Fiscal problems would only escalate if Scotland moved to its own currency. A new Scottish pound would devalue, reflecting relative economic strength, making its sterling-denominated share of the UK public debt even more expensive to service. Joining the euro would provide currency stability, but nationalists do not want to go down that route.
Independence does not have to be quite so hard, though. There are lessons to be taken from the only recent example of a successful breakaway: the “Velvet Divorce” of Slovakia from the Czech Republic in 1993.

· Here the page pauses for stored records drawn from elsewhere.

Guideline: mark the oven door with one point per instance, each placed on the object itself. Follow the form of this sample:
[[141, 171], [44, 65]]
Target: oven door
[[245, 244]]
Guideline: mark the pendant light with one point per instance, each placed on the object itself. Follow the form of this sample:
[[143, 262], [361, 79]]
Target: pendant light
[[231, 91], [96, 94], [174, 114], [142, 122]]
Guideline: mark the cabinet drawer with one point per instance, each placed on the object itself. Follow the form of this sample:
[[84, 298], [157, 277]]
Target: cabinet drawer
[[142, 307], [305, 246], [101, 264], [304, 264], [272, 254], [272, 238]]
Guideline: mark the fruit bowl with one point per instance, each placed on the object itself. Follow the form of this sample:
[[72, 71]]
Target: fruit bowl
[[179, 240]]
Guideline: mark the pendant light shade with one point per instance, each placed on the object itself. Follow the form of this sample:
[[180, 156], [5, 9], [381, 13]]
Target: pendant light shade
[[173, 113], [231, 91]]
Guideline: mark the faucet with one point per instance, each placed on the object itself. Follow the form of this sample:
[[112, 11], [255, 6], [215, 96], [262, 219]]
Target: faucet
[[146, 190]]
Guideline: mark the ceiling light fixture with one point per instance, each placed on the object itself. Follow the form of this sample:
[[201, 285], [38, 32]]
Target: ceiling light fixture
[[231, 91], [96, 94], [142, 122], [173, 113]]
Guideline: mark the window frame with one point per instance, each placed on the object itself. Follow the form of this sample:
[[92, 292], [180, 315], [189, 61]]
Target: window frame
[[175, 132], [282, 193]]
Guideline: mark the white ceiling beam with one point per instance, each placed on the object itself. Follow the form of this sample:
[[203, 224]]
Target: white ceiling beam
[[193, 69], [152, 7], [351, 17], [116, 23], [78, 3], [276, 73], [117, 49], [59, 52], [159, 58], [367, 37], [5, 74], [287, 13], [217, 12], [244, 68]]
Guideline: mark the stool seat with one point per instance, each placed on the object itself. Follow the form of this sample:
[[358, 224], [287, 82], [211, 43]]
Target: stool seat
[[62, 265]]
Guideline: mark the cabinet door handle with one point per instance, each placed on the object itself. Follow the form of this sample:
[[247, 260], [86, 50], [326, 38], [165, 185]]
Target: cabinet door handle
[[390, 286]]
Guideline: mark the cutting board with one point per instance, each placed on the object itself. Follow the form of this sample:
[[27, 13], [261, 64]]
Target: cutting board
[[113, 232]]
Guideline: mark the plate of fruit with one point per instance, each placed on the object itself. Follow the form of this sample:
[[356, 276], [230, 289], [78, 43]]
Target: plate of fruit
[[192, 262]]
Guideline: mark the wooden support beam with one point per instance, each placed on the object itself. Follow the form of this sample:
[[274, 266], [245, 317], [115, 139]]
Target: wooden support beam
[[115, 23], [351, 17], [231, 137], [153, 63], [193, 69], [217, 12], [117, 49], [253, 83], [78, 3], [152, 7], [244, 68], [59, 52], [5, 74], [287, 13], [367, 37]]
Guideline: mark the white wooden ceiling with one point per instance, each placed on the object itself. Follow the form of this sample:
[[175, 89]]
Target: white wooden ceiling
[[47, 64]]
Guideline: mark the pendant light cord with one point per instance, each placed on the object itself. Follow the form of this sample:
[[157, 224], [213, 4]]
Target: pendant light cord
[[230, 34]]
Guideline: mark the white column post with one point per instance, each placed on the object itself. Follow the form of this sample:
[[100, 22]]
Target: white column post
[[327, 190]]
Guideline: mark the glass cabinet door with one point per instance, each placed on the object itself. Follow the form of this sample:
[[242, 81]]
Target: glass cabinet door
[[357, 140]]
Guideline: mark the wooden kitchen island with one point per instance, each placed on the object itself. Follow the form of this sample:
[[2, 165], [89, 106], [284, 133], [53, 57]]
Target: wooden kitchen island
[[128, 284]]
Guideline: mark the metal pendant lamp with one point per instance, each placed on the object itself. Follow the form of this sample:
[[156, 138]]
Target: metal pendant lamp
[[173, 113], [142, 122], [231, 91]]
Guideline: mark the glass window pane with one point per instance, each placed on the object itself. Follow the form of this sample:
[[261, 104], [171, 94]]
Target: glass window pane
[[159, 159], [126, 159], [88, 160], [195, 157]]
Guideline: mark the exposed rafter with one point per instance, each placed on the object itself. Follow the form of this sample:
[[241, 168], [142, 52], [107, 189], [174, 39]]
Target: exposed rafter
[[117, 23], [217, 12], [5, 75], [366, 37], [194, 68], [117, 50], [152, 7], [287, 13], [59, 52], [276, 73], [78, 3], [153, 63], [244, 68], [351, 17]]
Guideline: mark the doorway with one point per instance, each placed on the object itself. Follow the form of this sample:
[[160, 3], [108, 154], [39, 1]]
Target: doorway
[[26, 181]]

In the short run, Slovakia, the junior partner, struggled. In 1992, as plans for separation were laid, Slovak households moved their savings to banks in the stronger Czech Republic. Slovakia suffered a 6.5 per cent recession that year and a 3.7 per cent contraction in 1993.
After a tricky birth, though, both countries prospered, but only by tying their futures together. To protect internal trade, they formed a customs union with a common external tariff. Both joined the EU accession process, binding their political and economic goals together, and became EU members in unison in 2004. Both countries created separate central banks with a joint currency on the day of the split in 1993. Though valued at par on day one, the Slovak crown soon depreciated by 10 per cent and remained the weaker of the two.
The Velvet Divorce worked because the Czech Republic and Slovakia clung together even as they pulled apart. The chosen end-state determined the cost of separation, which in turn determined the success of the independence project.
Follow the breadcrumbs to their logical conclusion and it’s clear that Scotland’s best chance of making independence a success is to take the same path; to choose to tie itself closely to the rest of the UK rather than the EU.
But what’s the sell? Sovereignty in exchange for higher taxes and a weaker currency? Even Sturgeon might struggle with that.